Re: Software stack for Recommendation engine with spark mlib

2015-03-19 Thread Shashidhar Rao
Hi ,

Just 2 follow up questions, please suggest

1. Is there any commercial recommendation engine apart from the open source
tools(Mahout,Spark)  that are available that anybody can suggest ?


2. In this case only the purchase transaction is captured. There are no
ratings and no feedback available, no page views calculated by the
application, so in this case how far the recommendation engine will be
effective in recommending similar products to a user.
What are the features that should be available in order to create a robust
recommendation engine. e.g  product views etc, please kindly suggest a few
features that should be available.
Is purchase enough?

Thanks in advance.


On Sun, Mar 15, 2015 at 6:16 PM, Sean Owen so...@cloudera.com wrote:

 I think you're assuming that you will pre-compute recommendations and
 store them in Mongo. That's one way to go, with certain tradeoffs. You
 can precompute offline easily, and serve results at large scale
 easily, but, you are forced to precompute everything -- lots of wasted
 effort, not completely up to date.

 The front-end part of the stack looks right.

 Spark would do the model building; you'd have to write a process to
 score recommendations and store the result. Mahout is the same thing,
 really.

 500K items isn't all that large. Your requirements aren't driven just
 by items though. Number of users and latent features matter too. It
 matters how often you want to build the model too. I'm guessing you
 would get away with a handful of modern machines for a problem this
 size.


 In a way what you describe reminds me of Wibidata, since it built
 recommender-like solutions on top of data and results published to a
 NoSQL store. You might glance at the related OSS project Kiji
 (http://kiji.org/) for ideas about how to manage the schema.

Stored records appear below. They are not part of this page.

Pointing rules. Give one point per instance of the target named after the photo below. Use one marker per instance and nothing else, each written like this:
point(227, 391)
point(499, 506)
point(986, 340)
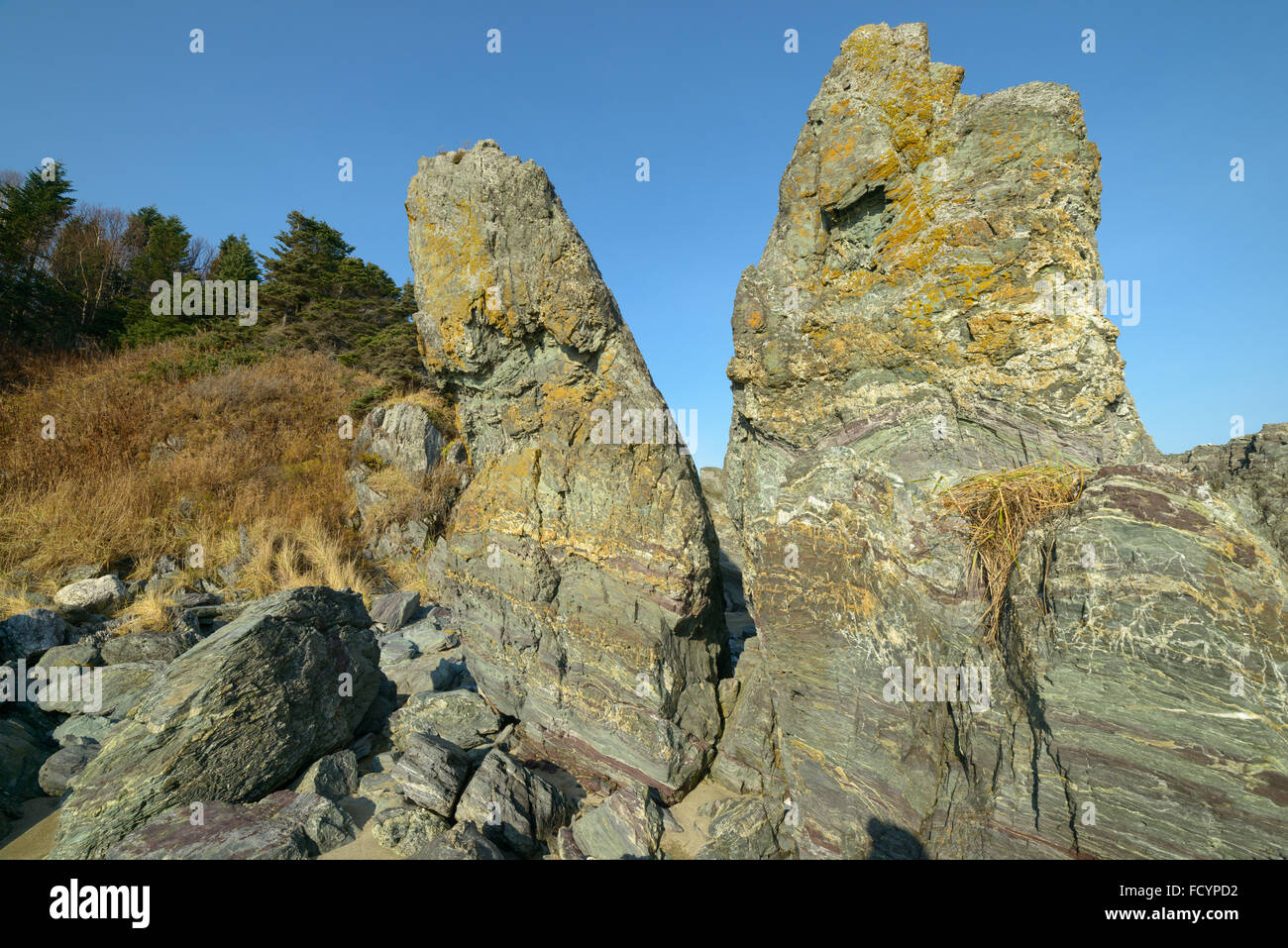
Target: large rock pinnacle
point(926, 309)
point(583, 571)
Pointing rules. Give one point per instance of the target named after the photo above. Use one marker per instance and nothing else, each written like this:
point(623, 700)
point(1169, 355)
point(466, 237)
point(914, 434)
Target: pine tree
point(236, 261)
point(30, 217)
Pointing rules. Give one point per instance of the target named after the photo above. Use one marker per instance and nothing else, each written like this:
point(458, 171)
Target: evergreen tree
point(159, 247)
point(235, 261)
point(304, 266)
point(30, 217)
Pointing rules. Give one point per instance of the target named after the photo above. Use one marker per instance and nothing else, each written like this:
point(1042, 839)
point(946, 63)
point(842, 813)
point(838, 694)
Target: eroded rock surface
point(912, 324)
point(584, 574)
point(232, 719)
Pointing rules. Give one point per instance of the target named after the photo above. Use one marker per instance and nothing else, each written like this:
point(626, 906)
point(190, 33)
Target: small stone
point(98, 595)
point(29, 633)
point(407, 830)
point(64, 766)
point(463, 841)
point(432, 773)
point(626, 826)
point(333, 777)
point(394, 609)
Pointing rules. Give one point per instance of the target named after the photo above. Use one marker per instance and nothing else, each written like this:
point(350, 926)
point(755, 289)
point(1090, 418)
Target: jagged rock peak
point(584, 569)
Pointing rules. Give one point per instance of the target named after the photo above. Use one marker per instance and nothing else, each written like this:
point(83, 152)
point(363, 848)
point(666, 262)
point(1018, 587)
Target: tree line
point(76, 275)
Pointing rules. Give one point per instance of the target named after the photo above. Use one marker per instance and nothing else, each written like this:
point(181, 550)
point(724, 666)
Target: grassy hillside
point(172, 445)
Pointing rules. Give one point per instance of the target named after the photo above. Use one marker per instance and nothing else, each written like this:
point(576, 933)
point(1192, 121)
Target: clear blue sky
point(235, 138)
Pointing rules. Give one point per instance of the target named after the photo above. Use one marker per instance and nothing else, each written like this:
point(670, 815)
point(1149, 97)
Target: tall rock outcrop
point(921, 314)
point(583, 567)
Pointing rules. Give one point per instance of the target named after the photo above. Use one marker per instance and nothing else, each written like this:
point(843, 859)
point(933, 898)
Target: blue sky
point(253, 128)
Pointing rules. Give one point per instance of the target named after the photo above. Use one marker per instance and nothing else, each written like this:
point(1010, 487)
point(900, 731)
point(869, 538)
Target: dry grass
point(149, 613)
point(430, 498)
point(1000, 509)
point(254, 446)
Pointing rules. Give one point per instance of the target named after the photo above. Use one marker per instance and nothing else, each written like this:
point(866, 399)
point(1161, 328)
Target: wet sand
point(31, 835)
point(686, 845)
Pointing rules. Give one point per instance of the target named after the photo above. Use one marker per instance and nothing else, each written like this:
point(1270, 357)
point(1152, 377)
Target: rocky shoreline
point(626, 659)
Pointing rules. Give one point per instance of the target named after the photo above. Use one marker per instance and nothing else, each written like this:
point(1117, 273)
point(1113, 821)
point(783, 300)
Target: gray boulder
point(511, 805)
point(626, 826)
point(149, 647)
point(463, 841)
point(64, 766)
point(394, 609)
point(432, 773)
point(407, 830)
point(103, 594)
point(111, 690)
point(29, 633)
point(231, 719)
point(743, 827)
point(282, 826)
point(84, 729)
point(462, 717)
point(334, 776)
point(82, 655)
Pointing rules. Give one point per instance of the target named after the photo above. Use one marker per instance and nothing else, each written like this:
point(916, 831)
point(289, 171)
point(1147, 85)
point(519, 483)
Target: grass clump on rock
point(1000, 507)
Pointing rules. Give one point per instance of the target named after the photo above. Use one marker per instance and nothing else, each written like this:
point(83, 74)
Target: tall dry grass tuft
point(1000, 507)
point(149, 462)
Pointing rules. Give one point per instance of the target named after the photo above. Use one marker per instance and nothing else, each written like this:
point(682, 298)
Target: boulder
point(436, 673)
point(407, 830)
point(463, 841)
point(64, 766)
point(282, 826)
point(101, 595)
point(334, 776)
point(580, 562)
point(511, 805)
point(112, 690)
point(279, 686)
point(150, 647)
point(24, 751)
point(394, 609)
point(742, 827)
point(397, 447)
point(30, 633)
point(463, 717)
point(84, 729)
point(432, 773)
point(626, 826)
point(82, 655)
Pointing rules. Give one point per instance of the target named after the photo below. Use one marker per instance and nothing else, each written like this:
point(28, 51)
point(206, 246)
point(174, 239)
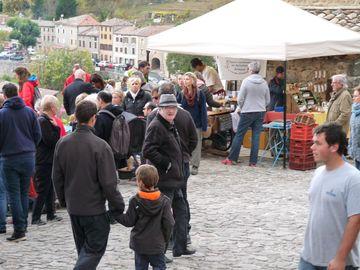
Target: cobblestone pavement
point(242, 218)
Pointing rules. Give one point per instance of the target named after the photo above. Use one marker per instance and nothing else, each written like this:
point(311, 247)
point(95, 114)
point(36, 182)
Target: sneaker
point(194, 170)
point(228, 162)
point(17, 237)
point(54, 218)
point(187, 251)
point(38, 222)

 You should have a look at things like Nick's architecture for
 Graphflow, however it's more concerned with computing recommendation
 on the fly, and describes a shift from an architecture originally
 built around something like a NoSQL store:

 http://spark-summit.org/wp-content/uploads/2014/07/Using-Spark-and-Shark-to-Power-a-Realt-time-Recommendation-and-Customer-Intelligence-Platform-Nick-Pentreath.pdf

 This is also the kind of ground the oryx project is intended to cover,
 something I've worked on personally:
 https://github.com/OryxProject/oryx   -- a layer on and around the
 core model building in Spark + Spark Streaming to provide a whole
 recommender (for example), down to the REST API.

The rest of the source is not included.